Catarata de hits locales e internacionales

Revolber, Ese Ka’a y Flou, en este punto ya como comodines del festival, movieron mucho a la gente como siempre, en especial Flou, que crecía sin parar y había lanzado recién su disco Tácito, muy exitoso gracias al single “A tu lado”. Las novedades Ripe Banana Skins (probablemente la banda más fuerte de la movida ska-punk, que nadie se explicaba cómo no los habían llamado antes) y La Secreta hicieron igualmente un buen papel, ambas con muchos hits que los hicieron conectar con el público sin problemas.

Momento random, típico de un festival: Romerito, sí, Julio César Romero, el de la selección, fue invitado a subir al escenario por los Revolber. Romerito no cantó, pero chutó un par de pelotas al público, bailó y… gritó el famoso “Ayna socorro…” (de “7 hermanos y un misil”) para que los perros contesten “¡¡SUELTEN EL PORRO!!”. Bizarro, pero muy divertido, de esos recuerdos que al día siguiente no sabés si pasó o soñaste.

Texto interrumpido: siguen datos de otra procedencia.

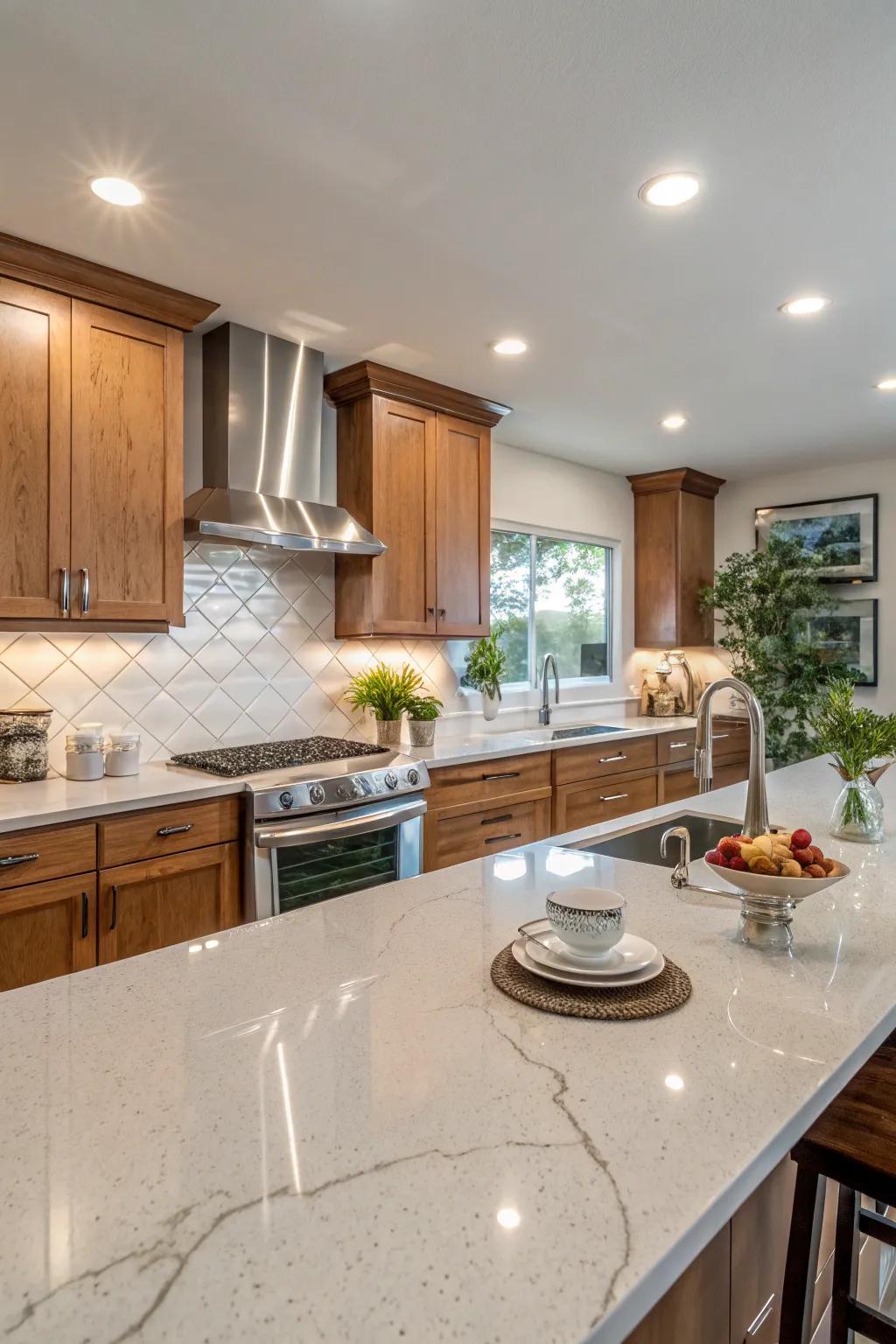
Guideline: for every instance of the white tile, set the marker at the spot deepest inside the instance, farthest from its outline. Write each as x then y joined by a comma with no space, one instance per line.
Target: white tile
268,656
100,659
290,682
161,717
218,657
218,712
190,737
198,578
243,684
220,605
32,657
132,689
268,605
191,687
291,582
313,606
291,631
11,689
191,636
313,654
243,578
268,709
243,631
313,706
67,690
220,556
163,659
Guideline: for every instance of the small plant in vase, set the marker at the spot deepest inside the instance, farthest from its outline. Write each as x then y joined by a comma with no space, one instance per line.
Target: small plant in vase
485,666
387,692
422,714
863,745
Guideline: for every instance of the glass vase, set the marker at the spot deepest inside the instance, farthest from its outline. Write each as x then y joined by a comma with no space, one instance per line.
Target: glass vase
858,812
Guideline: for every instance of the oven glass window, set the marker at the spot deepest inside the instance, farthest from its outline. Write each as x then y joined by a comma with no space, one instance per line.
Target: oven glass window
312,872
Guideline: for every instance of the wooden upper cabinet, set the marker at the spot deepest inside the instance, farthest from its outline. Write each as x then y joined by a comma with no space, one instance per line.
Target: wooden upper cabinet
35,390
127,468
414,468
90,443
673,556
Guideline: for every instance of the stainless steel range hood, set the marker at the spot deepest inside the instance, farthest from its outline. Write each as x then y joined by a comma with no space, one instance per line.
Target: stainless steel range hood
262,402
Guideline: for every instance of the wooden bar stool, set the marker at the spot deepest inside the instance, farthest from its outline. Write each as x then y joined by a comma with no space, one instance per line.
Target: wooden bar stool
852,1143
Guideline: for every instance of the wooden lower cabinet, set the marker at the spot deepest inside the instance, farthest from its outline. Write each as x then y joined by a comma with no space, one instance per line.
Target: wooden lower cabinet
158,902
47,929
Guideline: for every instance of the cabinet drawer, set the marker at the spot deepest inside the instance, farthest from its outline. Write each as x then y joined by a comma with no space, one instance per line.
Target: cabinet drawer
148,835
474,835
575,764
480,781
676,747
46,852
602,800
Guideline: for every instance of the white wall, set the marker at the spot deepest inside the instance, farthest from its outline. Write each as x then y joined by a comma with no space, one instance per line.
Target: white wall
735,533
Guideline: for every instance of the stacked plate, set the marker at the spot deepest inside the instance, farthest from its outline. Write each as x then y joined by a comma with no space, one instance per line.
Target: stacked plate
632,962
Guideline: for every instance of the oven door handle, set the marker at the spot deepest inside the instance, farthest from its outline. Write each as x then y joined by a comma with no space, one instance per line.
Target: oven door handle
381,816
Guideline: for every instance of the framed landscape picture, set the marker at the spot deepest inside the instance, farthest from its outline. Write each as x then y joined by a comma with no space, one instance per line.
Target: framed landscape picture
841,533
848,634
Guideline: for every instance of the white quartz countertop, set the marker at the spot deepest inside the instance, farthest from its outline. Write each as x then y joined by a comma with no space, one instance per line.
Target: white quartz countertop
332,1126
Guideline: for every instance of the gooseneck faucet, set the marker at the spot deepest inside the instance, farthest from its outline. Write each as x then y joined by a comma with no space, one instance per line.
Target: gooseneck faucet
544,712
757,815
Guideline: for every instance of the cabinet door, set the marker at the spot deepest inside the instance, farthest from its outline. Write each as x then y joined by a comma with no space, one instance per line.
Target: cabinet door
127,468
145,906
47,929
35,449
403,506
462,527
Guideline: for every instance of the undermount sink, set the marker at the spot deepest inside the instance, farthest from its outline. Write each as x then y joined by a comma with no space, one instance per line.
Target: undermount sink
642,843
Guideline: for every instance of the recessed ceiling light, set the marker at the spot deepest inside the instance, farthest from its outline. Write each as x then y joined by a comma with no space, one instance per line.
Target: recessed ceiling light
675,421
117,191
805,305
670,188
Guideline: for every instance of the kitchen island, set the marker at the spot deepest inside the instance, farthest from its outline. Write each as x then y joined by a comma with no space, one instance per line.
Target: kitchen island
332,1126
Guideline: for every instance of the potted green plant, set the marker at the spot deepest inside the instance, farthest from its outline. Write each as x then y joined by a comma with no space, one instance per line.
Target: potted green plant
422,714
386,691
485,666
863,745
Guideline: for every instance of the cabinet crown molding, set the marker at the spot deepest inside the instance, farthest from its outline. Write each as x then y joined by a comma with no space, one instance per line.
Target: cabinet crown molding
66,275
366,378
677,479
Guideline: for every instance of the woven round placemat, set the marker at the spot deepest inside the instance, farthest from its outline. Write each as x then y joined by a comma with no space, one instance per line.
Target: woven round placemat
670,990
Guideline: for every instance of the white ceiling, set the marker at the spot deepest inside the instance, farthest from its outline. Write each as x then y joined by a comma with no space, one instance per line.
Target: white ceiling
416,178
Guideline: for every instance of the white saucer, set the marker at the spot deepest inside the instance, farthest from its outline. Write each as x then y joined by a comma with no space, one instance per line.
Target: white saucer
547,948
584,978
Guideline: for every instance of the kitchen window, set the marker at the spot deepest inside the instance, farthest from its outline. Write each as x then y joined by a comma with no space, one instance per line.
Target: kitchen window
552,594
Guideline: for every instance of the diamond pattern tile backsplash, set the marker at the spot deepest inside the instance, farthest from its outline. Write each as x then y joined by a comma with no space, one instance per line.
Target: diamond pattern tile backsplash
256,660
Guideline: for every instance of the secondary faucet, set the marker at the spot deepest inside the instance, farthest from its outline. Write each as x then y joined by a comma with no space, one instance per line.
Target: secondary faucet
757,815
544,712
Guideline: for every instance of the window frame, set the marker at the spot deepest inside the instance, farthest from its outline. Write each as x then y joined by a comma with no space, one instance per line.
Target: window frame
612,547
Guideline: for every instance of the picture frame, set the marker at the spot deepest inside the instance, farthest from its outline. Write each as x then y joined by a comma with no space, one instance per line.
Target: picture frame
843,531
846,632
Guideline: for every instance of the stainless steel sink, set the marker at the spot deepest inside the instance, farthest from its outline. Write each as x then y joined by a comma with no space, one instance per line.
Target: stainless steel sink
642,843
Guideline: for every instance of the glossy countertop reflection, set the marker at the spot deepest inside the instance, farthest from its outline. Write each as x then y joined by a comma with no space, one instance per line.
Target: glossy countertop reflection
332,1126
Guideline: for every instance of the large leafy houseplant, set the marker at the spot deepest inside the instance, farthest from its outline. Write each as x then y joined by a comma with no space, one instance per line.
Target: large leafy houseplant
762,598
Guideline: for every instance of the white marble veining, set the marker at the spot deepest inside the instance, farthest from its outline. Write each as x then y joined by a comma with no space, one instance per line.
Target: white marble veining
332,1126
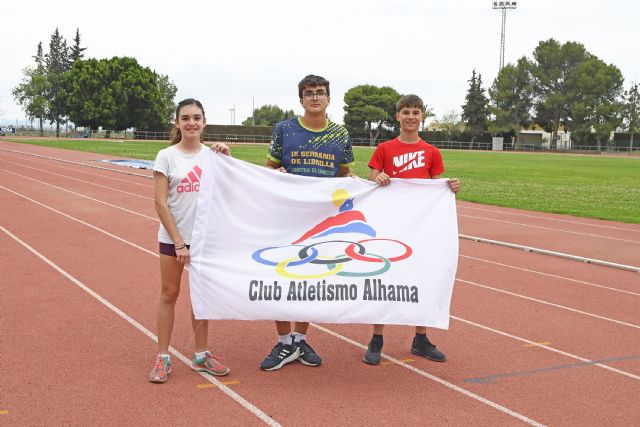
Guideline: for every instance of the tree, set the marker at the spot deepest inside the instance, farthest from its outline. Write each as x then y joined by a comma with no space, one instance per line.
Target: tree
631,111
597,109
368,109
475,111
450,123
268,115
31,94
75,51
428,112
553,72
511,98
57,64
118,94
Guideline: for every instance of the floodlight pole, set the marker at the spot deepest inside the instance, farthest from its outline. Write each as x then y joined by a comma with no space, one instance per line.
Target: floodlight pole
503,6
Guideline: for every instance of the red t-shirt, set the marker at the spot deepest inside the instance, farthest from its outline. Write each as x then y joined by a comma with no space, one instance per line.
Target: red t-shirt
402,160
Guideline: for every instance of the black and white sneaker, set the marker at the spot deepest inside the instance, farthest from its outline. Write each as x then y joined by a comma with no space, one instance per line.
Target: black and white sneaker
280,356
374,351
308,356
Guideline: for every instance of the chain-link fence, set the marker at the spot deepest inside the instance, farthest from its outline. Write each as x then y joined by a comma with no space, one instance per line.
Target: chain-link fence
358,142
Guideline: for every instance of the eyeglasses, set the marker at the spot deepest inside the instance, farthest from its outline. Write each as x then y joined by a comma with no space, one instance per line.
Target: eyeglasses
310,95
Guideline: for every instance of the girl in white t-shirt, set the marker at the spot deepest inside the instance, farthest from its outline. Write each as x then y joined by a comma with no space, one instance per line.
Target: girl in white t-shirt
177,172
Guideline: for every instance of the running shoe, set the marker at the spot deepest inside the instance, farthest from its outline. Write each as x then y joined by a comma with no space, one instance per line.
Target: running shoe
280,355
210,365
307,355
161,370
421,346
374,351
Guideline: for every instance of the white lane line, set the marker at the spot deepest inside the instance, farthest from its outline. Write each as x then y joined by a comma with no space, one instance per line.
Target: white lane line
98,229
82,195
461,206
75,163
458,279
332,332
548,348
432,377
551,253
608,319
462,236
76,170
555,276
549,228
79,180
232,394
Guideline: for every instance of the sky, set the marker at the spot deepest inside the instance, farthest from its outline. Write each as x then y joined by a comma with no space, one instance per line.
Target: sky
236,54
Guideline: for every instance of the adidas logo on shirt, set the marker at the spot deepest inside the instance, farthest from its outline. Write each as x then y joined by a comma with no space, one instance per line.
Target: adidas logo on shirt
408,161
191,184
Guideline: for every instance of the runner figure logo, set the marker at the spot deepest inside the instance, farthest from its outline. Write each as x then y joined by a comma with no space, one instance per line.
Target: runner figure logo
300,260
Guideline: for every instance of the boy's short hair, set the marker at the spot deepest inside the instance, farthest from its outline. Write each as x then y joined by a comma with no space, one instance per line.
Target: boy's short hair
312,81
409,101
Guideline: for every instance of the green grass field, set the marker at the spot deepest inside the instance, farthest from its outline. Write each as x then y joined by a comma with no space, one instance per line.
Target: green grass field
582,185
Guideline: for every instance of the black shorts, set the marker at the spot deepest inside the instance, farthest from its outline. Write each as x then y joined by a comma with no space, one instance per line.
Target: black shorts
168,249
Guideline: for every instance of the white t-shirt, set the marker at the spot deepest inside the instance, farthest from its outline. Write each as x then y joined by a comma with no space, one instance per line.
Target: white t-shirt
184,172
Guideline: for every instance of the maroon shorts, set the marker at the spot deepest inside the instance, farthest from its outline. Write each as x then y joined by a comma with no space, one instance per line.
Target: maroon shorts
168,249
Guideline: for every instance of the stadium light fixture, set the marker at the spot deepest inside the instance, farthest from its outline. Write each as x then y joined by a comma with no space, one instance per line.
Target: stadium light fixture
503,6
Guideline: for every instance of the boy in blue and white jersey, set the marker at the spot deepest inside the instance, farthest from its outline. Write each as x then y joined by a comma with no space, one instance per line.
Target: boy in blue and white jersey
309,145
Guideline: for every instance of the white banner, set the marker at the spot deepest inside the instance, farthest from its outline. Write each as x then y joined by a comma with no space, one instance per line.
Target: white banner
274,246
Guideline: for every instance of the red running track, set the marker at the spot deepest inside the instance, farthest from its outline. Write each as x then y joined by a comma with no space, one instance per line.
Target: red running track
534,339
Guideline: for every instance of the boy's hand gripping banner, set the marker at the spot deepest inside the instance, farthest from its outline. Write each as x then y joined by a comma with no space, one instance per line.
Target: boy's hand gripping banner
275,246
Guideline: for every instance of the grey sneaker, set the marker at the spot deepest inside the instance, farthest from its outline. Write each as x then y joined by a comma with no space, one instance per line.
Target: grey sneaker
421,346
280,355
308,356
374,351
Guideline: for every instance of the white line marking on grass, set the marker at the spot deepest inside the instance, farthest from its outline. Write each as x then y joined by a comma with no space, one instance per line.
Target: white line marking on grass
79,180
439,380
82,195
76,163
232,394
550,228
608,319
582,282
87,173
546,347
460,206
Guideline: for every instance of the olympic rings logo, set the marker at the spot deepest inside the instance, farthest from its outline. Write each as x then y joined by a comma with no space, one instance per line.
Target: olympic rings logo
309,254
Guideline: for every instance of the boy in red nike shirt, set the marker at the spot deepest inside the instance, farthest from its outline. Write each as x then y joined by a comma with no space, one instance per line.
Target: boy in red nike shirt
407,156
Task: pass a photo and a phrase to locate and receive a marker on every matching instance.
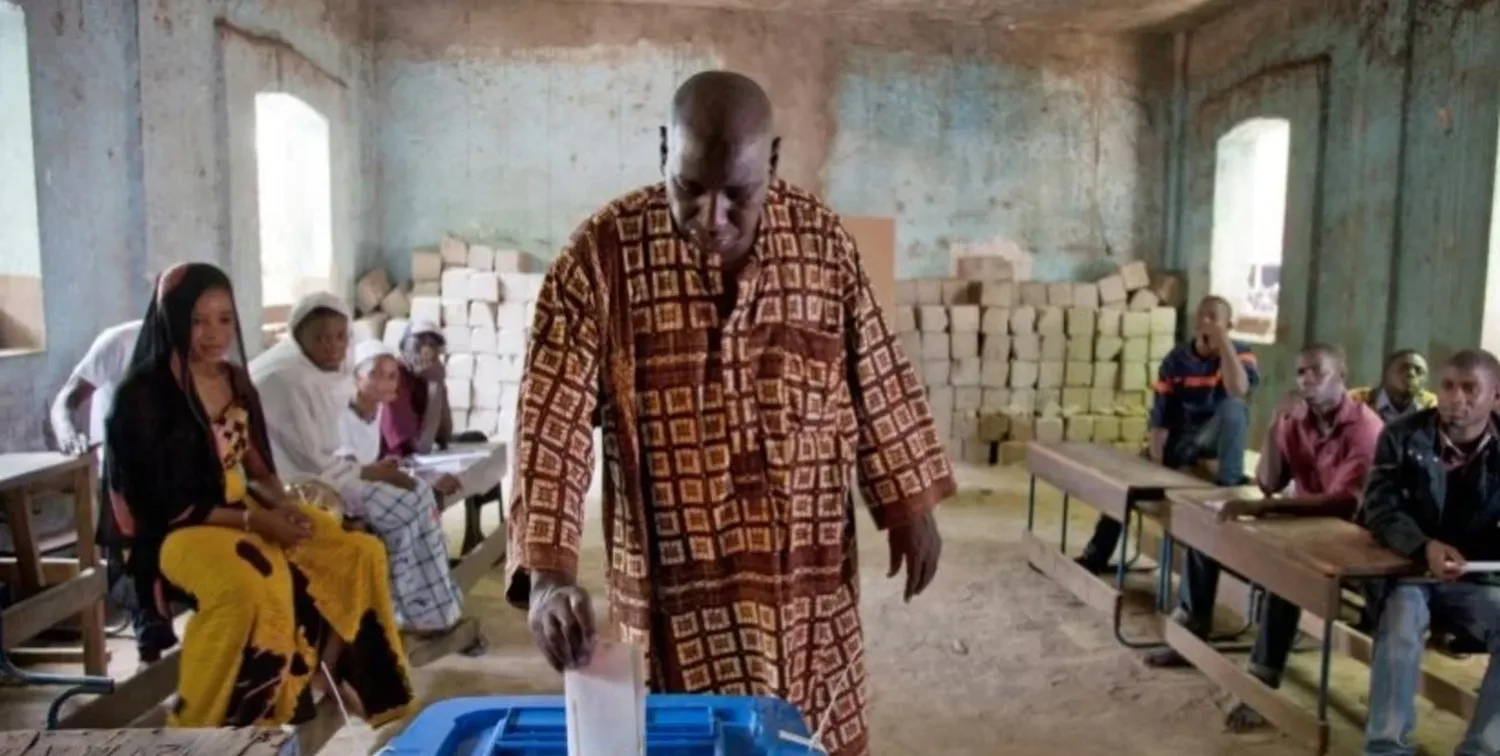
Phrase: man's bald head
(719, 155)
(722, 104)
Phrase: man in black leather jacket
(1434, 495)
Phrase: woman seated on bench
(284, 596)
(308, 390)
(377, 369)
(1433, 497)
(419, 419)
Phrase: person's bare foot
(1244, 719)
(351, 701)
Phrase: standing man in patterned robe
(726, 329)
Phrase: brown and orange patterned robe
(729, 449)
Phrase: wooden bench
(47, 591)
(1118, 485)
(1304, 560)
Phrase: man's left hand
(447, 485)
(918, 546)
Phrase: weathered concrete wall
(1400, 105)
(131, 120)
(512, 120)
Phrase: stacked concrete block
(483, 297)
(1007, 362)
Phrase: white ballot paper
(606, 702)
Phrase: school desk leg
(1064, 545)
(1322, 684)
(1031, 504)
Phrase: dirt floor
(993, 659)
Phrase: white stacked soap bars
(483, 299)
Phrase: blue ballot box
(537, 726)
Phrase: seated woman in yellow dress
(285, 599)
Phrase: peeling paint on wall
(513, 122)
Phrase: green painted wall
(1395, 111)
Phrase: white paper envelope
(606, 702)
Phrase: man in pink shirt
(1320, 444)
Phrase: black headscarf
(162, 465)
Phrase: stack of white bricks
(1010, 360)
(483, 299)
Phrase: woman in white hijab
(306, 392)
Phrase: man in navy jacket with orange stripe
(1199, 411)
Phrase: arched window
(21, 327)
(1490, 336)
(296, 201)
(1250, 212)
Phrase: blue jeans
(1221, 437)
(1397, 665)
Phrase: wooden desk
(150, 741)
(1302, 560)
(48, 591)
(1248, 501)
(1118, 483)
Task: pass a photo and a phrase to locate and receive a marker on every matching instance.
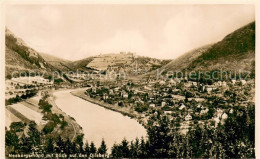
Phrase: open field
(28, 113)
(10, 117)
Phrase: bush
(49, 127)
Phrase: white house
(188, 117)
(182, 106)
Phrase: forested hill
(235, 51)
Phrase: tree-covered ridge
(234, 139)
(236, 46)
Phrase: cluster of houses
(19, 85)
(167, 95)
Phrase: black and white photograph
(128, 80)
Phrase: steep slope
(59, 63)
(20, 57)
(80, 64)
(235, 52)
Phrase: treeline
(17, 98)
(234, 139)
(53, 118)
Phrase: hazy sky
(162, 31)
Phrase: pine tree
(87, 149)
(103, 148)
(93, 149)
(49, 146)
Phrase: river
(98, 122)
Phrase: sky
(78, 31)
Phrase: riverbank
(73, 129)
(122, 110)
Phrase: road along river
(98, 122)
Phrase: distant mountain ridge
(235, 51)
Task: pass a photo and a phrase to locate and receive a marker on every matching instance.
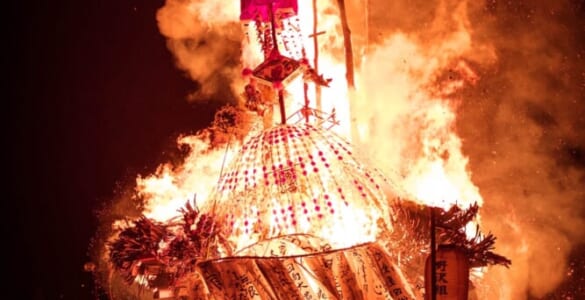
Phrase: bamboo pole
(347, 44)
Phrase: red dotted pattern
(293, 179)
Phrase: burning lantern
(253, 9)
(452, 274)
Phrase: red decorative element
(260, 9)
(278, 85)
(247, 72)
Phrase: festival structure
(298, 214)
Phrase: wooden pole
(433, 290)
(347, 44)
(316, 50)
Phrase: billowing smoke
(520, 118)
(504, 82)
(205, 38)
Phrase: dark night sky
(94, 99)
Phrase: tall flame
(402, 113)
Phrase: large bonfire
(291, 192)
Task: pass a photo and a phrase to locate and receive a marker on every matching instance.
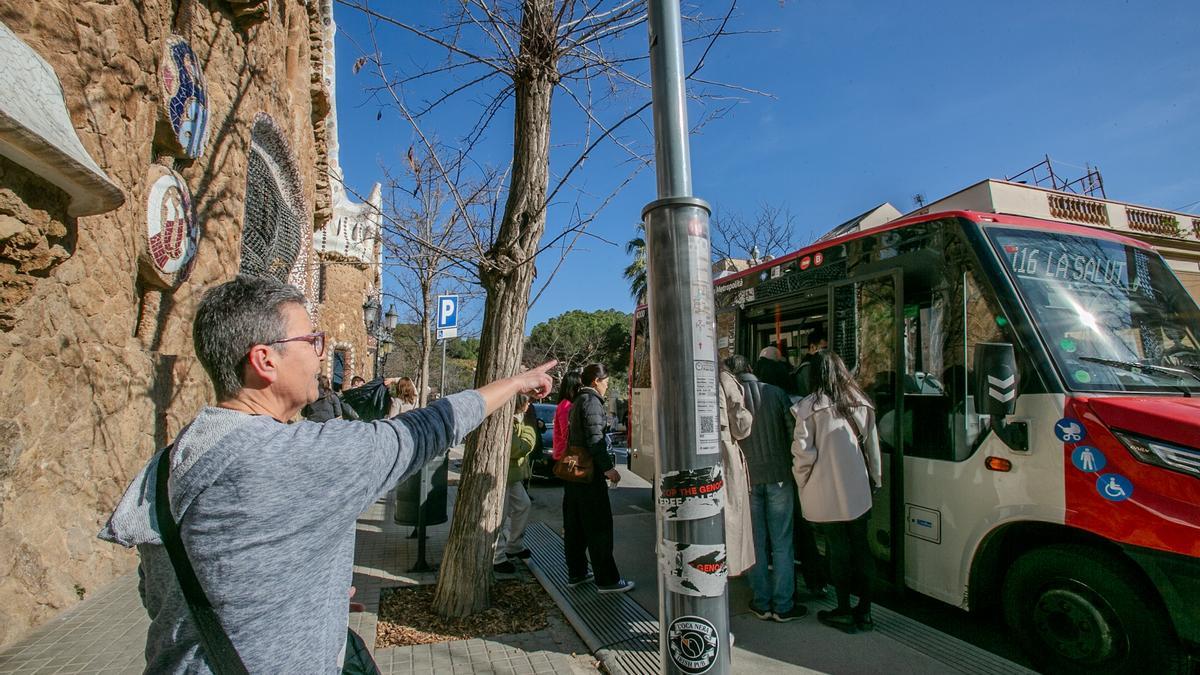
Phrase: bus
(1037, 392)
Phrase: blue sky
(873, 102)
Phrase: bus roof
(977, 216)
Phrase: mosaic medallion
(185, 96)
(172, 233)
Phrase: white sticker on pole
(691, 494)
(703, 328)
(708, 429)
(694, 569)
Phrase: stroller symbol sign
(1069, 430)
(1114, 487)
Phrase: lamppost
(378, 327)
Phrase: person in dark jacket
(587, 514)
(768, 453)
(772, 368)
(327, 406)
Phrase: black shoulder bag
(862, 449)
(221, 655)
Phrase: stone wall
(341, 318)
(97, 366)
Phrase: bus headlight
(1161, 453)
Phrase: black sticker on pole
(693, 644)
(691, 494)
(694, 569)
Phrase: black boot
(841, 619)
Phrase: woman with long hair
(403, 396)
(835, 458)
(568, 389)
(587, 514)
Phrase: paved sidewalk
(106, 633)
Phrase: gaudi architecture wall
(148, 150)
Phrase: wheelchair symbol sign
(1069, 430)
(1114, 487)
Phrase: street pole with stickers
(694, 634)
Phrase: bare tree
(771, 232)
(514, 55)
(429, 242)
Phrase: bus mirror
(996, 378)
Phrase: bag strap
(862, 441)
(219, 650)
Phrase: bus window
(946, 314)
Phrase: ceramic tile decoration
(172, 232)
(185, 96)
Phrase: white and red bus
(1075, 511)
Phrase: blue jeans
(772, 513)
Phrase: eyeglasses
(316, 339)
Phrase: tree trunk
(465, 581)
(423, 374)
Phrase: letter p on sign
(448, 316)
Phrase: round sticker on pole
(693, 644)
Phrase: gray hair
(232, 318)
(737, 364)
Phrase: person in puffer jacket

En cuanto a las internacionales, 2 minutos jugó prácticamente en casa, ya que contaban con una enorme base de fans en Paraguay, y Divididos hizo su despliegue demoledor de siempre, con el bajo hiperactivo de Arnedo y la polenta de la guitarra y la voz de Mollo. La apertura del show del power trio argentino con “Nextweek” (cover de Sumo) quedó en la retina y en el oído como una de las más memorables del festival.

Intoxicados, por su parte, fue un poco decepcionante. La banda era talvez la internacional más esperada de la noche y estaban en el auge de su éxito, empero, parece que también estaban en su auge de consumo de, eh, algún tipo de sustancias. La presentación fue bien desprolija y causó indiferencia en cualquiera que no sea un fan acérrimo. Una lástima, ya que no volvieron a visitar el país desde entonces.

El fin y el comienzo de nuevos festivales y movidas

En su momento, nadie adivinó que sería el final del festival. Hubo alrededor de 30.000 personas en el Pilsen 4, bastante menos que en las otras ediciones, pero aún buena concurrencia considerando la menor cantidad atracciones internacionales con respecto a las demás. Aparte, la escena local seguía gozando de buena salud. Sin embargo, pasaron los meses en silencio y luego años, con algún que otro rumor infundado, pero nada más.

Pilsen se alejaría por un tiempo del rock, asociando más su marketing a otros campos, como el fútbol. Sin embargo, este divorcio no duraría mucho: en el 2009 se volvió a hacer de la mano de la marca un festival grande de rock, el Pilsen Festival, esta vez en el Anfiteatro José Asunción Flores. Desde entonces hasta hoy, sucedieron diversos eventos  de Pilsen en el mismo lugar, varios incluso con las mismas bandas que llevaba el Pilsen Rock: La Vela Puerca, Bersuit, No Te Va Gustar, y las nacionales, claro.

Sin embargo, quedaron en el aire la añoranza y las ganas de ver otro festival en el Jockey. El local sigue siendo rutinariamente utilizado para eventos y festivales; recientemente se hizo allí una edición del Cosquín Rock Paraguay, festival con un espíritu muy parecido al Pilsen Rock, por cierto. Y al final, ¿qué hay en un nombre? Recuerdos, nostalgia y mucha música.